Praised by NME as “darkly defiant”, the EP saw Karla occupying what she describes as “a more self-conscious space”, laying bare her insecurities and detailing the ongoing mental health journeys within the band. For Letter To Self, the band dug even deeper, transforming so-called “negative energy” into an opportunity for communal catharsis and healing. Recorded in 12 days with Daniel Fox at Black Box Studios, in the Loire Valley, Karla describes the process as “an amazingly positive experience.”
“Lyrically it was about acknowledging everything that's happened in my life – my traumas, my struggles with anxiety – and to close that chapter by putting it on the page. There’s been a lot of shame in my life, so I wanted the title to be the most honest, on the nose thing possible.”
Incendiary album-opener ‘Ticking’ delves straight into those feelings of fear and shame. Evocative of Rid Of Me-era PJ Harvey – and powered by the steady thump-thump of a heart-pounding drumbeat – the song mimics its subject matter, steadily growing in intensity before climaxing with thrashing guitars and Karla’s howled stream of consciousness. If ‘Ticking’ recreates the sensation of spiralling, the brutally cacophonous ‘Heavy’ communicates how it feels to be paralysed by anxiety, pairing intrusive thoughts with Surfer Rosa-style guitars.
A ferociously gothic anthem set to rule festival season, ‘Cathedral’ delves into sexuality and Catholic guilt, influenced by Karla’s experiences as a queer woman suffering from internalised homophobia. Likewise, the Paramore-inspired ‘A Wreck (A Mess)’ details her recent diagnosis with ADHD, communicating that nervous energy through its breakneck pace and sudden gear shifts. Meanwhile, ‘Shaking Their Hands’ explores the band’s commitment to their creative vision, evoking Live Through This-era Hole with bluesy Gretsch guitar, before unfurling into an ambitious epic redolent of early Radiohead.
Throughout, Sprints acquit themselves as masters of sugaring the pill, pairing powerhouse punk melodies with razor-sharp lyricism. ‘Adore Adore Adore’ is another case in point: a dark, Distillers-esque romp detailing the unfair standards women are held to in music.
If the buoyant love song ‘Literary Mind’ marks the album’s brightest moment, ‘Shadow Of A Doubt’ is unquestionably its darkest. Recorded in three takes, it features a strikingly vulnerable vocal performance punctuated by jagged breaths, and details suicidal thoughts emanating from past trauma. “Can you help me stop the screams?” Karla begs at the song’s climax, as searing guitars crash in waves around her. And yet, with the title track, the album ends on a note of acceptance, seeing Karla celebrating her autonomy in lines like, "I don't have to take the path that was carved out in front of me."

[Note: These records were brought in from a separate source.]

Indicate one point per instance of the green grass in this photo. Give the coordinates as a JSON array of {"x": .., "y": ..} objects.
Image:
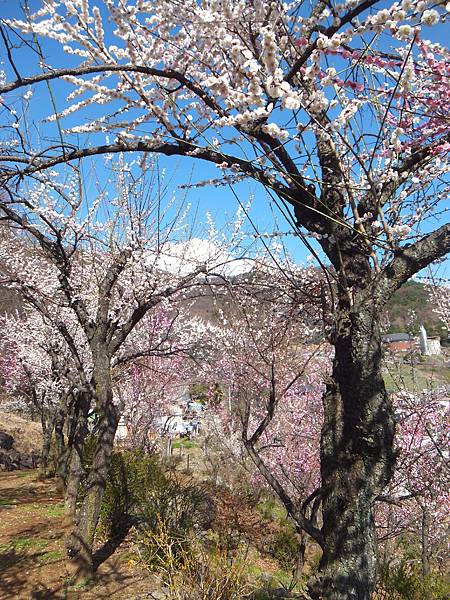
[
  {"x": 6, "y": 502},
  {"x": 22, "y": 544},
  {"x": 401, "y": 376},
  {"x": 50, "y": 556}
]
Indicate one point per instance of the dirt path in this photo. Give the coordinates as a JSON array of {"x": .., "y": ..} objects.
[{"x": 32, "y": 556}]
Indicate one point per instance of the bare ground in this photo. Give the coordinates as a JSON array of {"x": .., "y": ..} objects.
[{"x": 32, "y": 554}]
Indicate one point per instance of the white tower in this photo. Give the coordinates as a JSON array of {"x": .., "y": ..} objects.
[{"x": 423, "y": 340}]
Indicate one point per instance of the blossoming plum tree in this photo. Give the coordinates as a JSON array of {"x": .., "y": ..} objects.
[
  {"x": 267, "y": 356},
  {"x": 99, "y": 283},
  {"x": 339, "y": 110},
  {"x": 35, "y": 366}
]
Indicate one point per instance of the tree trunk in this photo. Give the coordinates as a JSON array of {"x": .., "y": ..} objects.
[
  {"x": 357, "y": 458},
  {"x": 75, "y": 449},
  {"x": 61, "y": 447},
  {"x": 425, "y": 541},
  {"x": 48, "y": 425},
  {"x": 80, "y": 541}
]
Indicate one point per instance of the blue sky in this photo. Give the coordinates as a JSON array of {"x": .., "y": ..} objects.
[{"x": 221, "y": 202}]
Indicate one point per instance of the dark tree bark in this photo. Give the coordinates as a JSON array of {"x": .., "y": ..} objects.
[
  {"x": 80, "y": 542},
  {"x": 48, "y": 426},
  {"x": 75, "y": 450},
  {"x": 357, "y": 458}
]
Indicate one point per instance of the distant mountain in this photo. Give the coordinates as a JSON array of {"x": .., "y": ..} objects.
[{"x": 412, "y": 305}]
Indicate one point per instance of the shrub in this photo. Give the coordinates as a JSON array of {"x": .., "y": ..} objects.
[
  {"x": 285, "y": 548},
  {"x": 405, "y": 582},
  {"x": 192, "y": 570},
  {"x": 131, "y": 475}
]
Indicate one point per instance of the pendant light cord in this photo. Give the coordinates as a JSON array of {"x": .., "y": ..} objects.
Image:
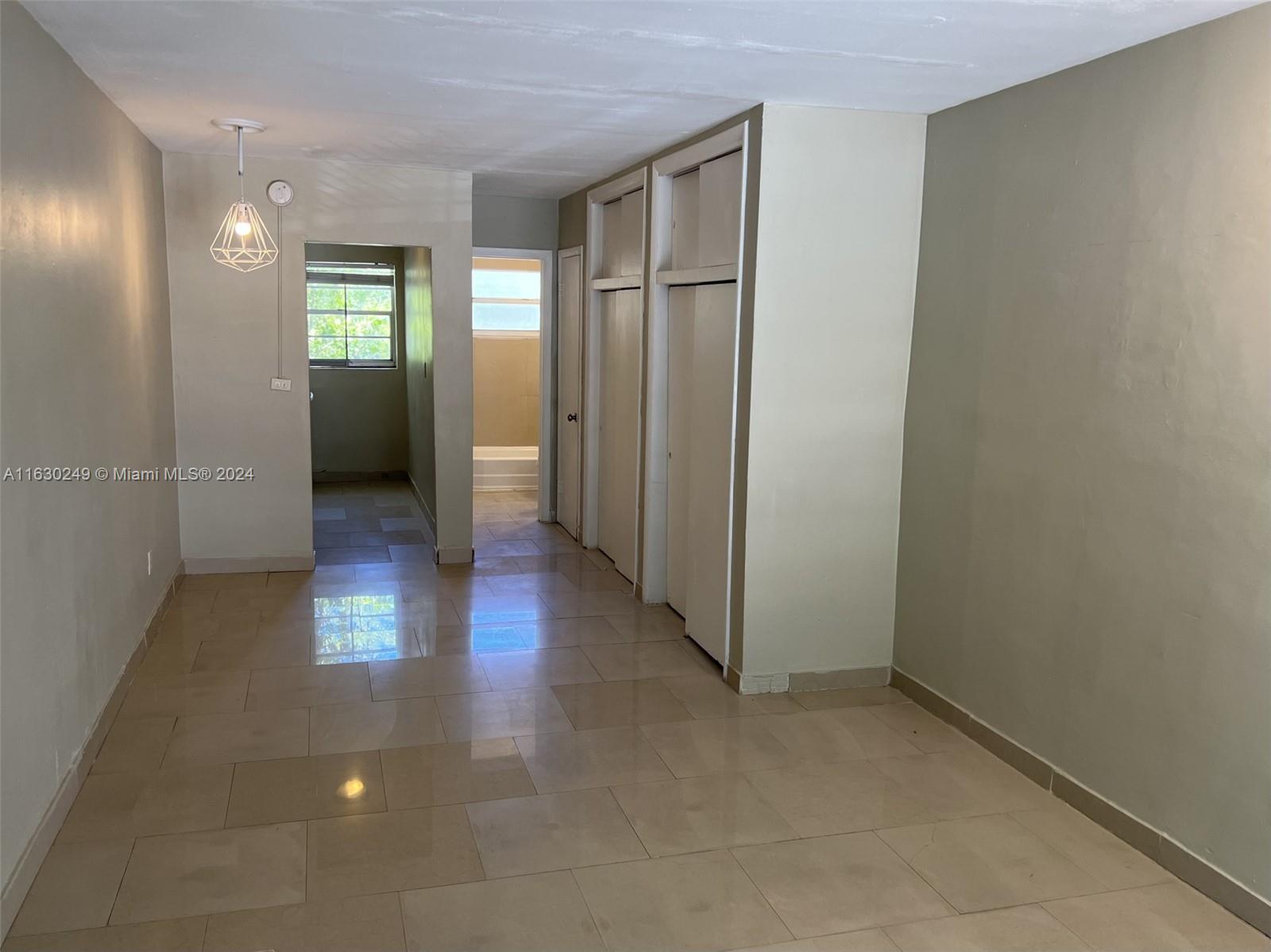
[
  {"x": 241, "y": 194},
  {"x": 277, "y": 281}
]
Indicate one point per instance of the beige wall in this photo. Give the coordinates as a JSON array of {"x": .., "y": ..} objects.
[
  {"x": 419, "y": 372},
  {"x": 357, "y": 418},
  {"x": 87, "y": 382},
  {"x": 505, "y": 391},
  {"x": 1086, "y": 522},
  {"x": 836, "y": 253},
  {"x": 226, "y": 333}
]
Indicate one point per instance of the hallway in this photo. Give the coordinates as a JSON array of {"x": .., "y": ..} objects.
[{"x": 518, "y": 755}]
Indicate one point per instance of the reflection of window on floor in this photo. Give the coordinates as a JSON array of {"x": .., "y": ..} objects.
[{"x": 356, "y": 628}]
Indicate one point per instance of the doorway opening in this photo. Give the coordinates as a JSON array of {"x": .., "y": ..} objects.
[
  {"x": 360, "y": 417},
  {"x": 512, "y": 382}
]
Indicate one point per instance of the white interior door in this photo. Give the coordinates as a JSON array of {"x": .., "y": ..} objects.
[
  {"x": 570, "y": 395},
  {"x": 682, "y": 303},
  {"x": 711, "y": 430},
  {"x": 620, "y": 425}
]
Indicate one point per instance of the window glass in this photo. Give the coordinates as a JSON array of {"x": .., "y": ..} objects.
[
  {"x": 506, "y": 295},
  {"x": 351, "y": 314}
]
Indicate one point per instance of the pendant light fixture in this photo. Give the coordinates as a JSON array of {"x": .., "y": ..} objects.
[{"x": 243, "y": 241}]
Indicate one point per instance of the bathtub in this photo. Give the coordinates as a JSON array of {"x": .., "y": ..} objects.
[{"x": 505, "y": 468}]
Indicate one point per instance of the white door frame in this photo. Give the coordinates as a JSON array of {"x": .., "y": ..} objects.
[
  {"x": 591, "y": 359},
  {"x": 547, "y": 378},
  {"x": 576, "y": 252},
  {"x": 659, "y": 334}
]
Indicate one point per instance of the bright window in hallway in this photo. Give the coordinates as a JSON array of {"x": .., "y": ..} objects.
[
  {"x": 506, "y": 296},
  {"x": 351, "y": 315}
]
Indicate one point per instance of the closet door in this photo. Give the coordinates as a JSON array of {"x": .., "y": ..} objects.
[
  {"x": 632, "y": 254},
  {"x": 570, "y": 393},
  {"x": 679, "y": 412},
  {"x": 620, "y": 426},
  {"x": 711, "y": 429},
  {"x": 720, "y": 210}
]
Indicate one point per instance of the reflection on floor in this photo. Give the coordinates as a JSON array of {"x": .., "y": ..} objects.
[{"x": 518, "y": 755}]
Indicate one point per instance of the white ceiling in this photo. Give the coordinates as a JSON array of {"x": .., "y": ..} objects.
[{"x": 540, "y": 98}]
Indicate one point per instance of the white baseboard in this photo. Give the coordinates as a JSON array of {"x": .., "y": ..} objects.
[
  {"x": 782, "y": 681},
  {"x": 46, "y": 831},
  {"x": 256, "y": 563},
  {"x": 1154, "y": 843},
  {"x": 454, "y": 557}
]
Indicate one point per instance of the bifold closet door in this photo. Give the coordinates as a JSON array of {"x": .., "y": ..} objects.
[
  {"x": 620, "y": 425},
  {"x": 682, "y": 303},
  {"x": 703, "y": 341},
  {"x": 570, "y": 395}
]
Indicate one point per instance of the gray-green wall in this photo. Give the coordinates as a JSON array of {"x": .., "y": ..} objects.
[
  {"x": 1086, "y": 507},
  {"x": 87, "y": 382}
]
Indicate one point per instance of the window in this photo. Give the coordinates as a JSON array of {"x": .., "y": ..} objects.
[
  {"x": 351, "y": 314},
  {"x": 506, "y": 296}
]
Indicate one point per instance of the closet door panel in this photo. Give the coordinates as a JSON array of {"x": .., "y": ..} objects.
[
  {"x": 570, "y": 393},
  {"x": 632, "y": 260},
  {"x": 720, "y": 218},
  {"x": 715, "y": 341},
  {"x": 612, "y": 239},
  {"x": 679, "y": 412},
  {"x": 620, "y": 422},
  {"x": 684, "y": 220}
]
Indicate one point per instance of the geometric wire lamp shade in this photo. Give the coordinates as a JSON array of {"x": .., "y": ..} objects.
[{"x": 243, "y": 241}]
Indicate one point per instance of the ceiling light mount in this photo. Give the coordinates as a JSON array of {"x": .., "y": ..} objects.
[
  {"x": 243, "y": 241},
  {"x": 234, "y": 125}
]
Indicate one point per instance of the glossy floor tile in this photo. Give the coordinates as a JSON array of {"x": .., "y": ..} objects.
[
  {"x": 552, "y": 831},
  {"x": 620, "y": 703},
  {"x": 839, "y": 884},
  {"x": 75, "y": 888},
  {"x": 988, "y": 862},
  {"x": 701, "y": 814},
  {"x": 631, "y": 661},
  {"x": 454, "y": 773},
  {"x": 164, "y": 935},
  {"x": 696, "y": 748},
  {"x": 233, "y": 738},
  {"x": 826, "y": 799},
  {"x": 698, "y": 901},
  {"x": 1153, "y": 918},
  {"x": 374, "y": 725},
  {"x": 426, "y": 678},
  {"x": 402, "y": 850},
  {"x": 308, "y": 687},
  {"x": 191, "y": 873},
  {"x": 825, "y": 736},
  {"x": 125, "y": 805},
  {"x": 502, "y": 715},
  {"x": 357, "y": 924},
  {"x": 539, "y": 912},
  {"x": 584, "y": 759},
  {"x": 1021, "y": 928},
  {"x": 1114, "y": 863},
  {"x": 388, "y": 754},
  {"x": 133, "y": 746},
  {"x": 305, "y": 788},
  {"x": 537, "y": 669}
]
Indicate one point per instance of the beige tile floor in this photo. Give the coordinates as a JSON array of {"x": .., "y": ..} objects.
[{"x": 384, "y": 755}]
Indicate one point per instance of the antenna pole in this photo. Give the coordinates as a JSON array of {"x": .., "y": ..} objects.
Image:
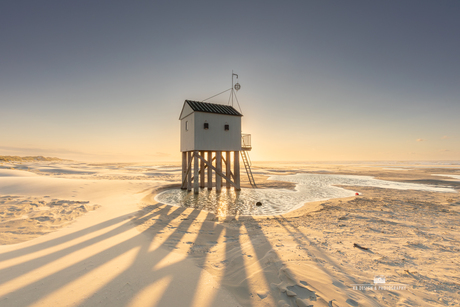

As she explains, that message lies at the very heart of the album. “No matter what you're born into, or have experienced, there's a way to emerge from this and be happy within yourself.” It’s a hard-won truth that the band hope others will be motivated by, inspiring listeners to use pain as fuel for growth, ultimately unearthing a path to seek contentment. For though the route to self-acceptance is anything but easy, with pain, passion and perseverance Sprints are proving that anything is possible.